If you haven’t been there yet, you’re missing out. Step into the greenhouse atrium and experience fresh air, sunlight and a great community. The space is key to surviving the cold winter months.
“So many people talk about—especially students that are not used to Montreal winters—how it helps them get through the winter to be in a space that is warm and sunny and full of plants,” said Jackie Martin, the coordinator of the Concordia Greenhouse’s City Farm School.
“People make connections and meet each other and maybe get involved in projects that way.”
The greenhouse grows microgreens and supplies them to many on-campus organizations, such as Le Frigo Vert, the Hive Café Solidarity Cooperative, the Concordia farmers’ market and other conscientious organizations like Burritoville.
“Since the greenhouse is a controlled environment and it’s an environment that can be used to grow all year round, it has the potential to expose people to growing and to plants and to techniques,” said Stephanie Dimitrovas, coordinator of the greenhouse’s Four Seasons Growing Project.
“However, what we need to keep in mind is that it is a simulated environment so there are a lot of things we need to stimulate. For example, in the winter, we do need heat and supplemental lighting.”
Dimitrovas added that Concordia Greenhouse will soon purchase supplemental lighting with the funds they received from the Concordia Council on Student Life. The greenhouse does not have the latest, most cutting-edge technologies, but maintenance and small adjustments like additional lighting can help to deal with increasing demand for its produce.
Collège Ahuntsic, a CEGEP in the north end of Montreal, has recently upgraded to an automatic greenhouse that is more energy efficient and increases growing capacity. It’s one of the newest greenhouses in an institutional setting in Montreal.
“We didn’t have what we needed to reconstruct [the old greenhouse], but we had to demolish it because it had become a problem,” said Michel Poncelet, the director of equipment services at the CEGEP. “At some point we got the necessary funding to build the one we currently have.”
Why plan for another new greenhouse at Concordia when we seem to have one that provides so much already? Not only would another student-run greenhouse allow for more initiatives, it would also provide for more local, student-run food options on campus.
“I’m excited personally because it means more growing,” said Dimitrovas.

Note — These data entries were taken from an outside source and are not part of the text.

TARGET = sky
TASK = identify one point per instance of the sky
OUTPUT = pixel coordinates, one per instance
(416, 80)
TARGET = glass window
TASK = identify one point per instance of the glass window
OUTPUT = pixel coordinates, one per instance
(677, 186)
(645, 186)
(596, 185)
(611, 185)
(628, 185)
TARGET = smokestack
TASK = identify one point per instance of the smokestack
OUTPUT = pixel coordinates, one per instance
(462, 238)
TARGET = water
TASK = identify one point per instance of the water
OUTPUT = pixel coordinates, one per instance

A new greenhouse could address the limitations of the greenhouse atop the Hall Building, providing more space and making use of newer technologies.

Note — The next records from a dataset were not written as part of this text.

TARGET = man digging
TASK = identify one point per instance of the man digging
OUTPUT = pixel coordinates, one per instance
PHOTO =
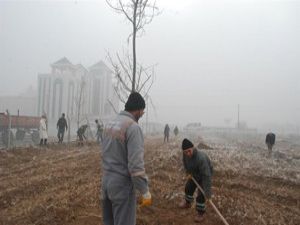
(196, 164)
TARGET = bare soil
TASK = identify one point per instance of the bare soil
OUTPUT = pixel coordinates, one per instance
(61, 185)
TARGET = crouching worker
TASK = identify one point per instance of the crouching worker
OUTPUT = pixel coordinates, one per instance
(197, 165)
(123, 165)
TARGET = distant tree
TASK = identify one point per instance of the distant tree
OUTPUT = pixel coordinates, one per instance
(132, 76)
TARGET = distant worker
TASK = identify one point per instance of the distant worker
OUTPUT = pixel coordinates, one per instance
(80, 133)
(176, 131)
(62, 126)
(270, 141)
(123, 165)
(43, 130)
(99, 131)
(166, 133)
(197, 165)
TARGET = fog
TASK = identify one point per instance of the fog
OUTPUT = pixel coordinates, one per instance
(210, 55)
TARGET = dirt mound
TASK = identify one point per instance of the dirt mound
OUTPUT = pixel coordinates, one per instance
(202, 145)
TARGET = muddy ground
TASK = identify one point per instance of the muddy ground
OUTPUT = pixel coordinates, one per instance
(60, 184)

Concordia students have previously demonstrated strong support for student-run and sustainable food options on campus during Concordia Student Union elections, so more urban agriculture projects are likely right around the corner.
Since the Concordia Greenhouse focuses on urban sustainability and community building and raising awareness of the issues surrounding food security, the new greenhouse would focus on food production and urban agriculture.
Summer is the best growing season in Montreal and, to maximize growth production, seedlings can be started in greenhouses.
“The more greenhouses we have, the more seedlings we can produce at low cost for gardens all over the city,” Martin said.
Last year, Vert Ta Ville sold $8,000 worth of seedlings, or roughly 3,000 plants, which went out to 14 organizations and many other urban gardeners who normally would not have access to seedlings at the price they are offered.
Concordia, especially through student initiatives, has been expanding and building a potentially exemplary sustainable food system.
From production to distribution and waste management, we can alleviate the stresses transportation and mass food production have on the environment by internalizing and hyper-localizing the process.
Greenhouses allow students to feel a connection to their food and give them the opportunity to learn how to grow in an urban setting, to share knowledge and to experience local organic produce at an affordable price.
This is the system we must continue to germinate on campus.
Jessica Cabana is the Concordia Student Union’s VP Sustainability.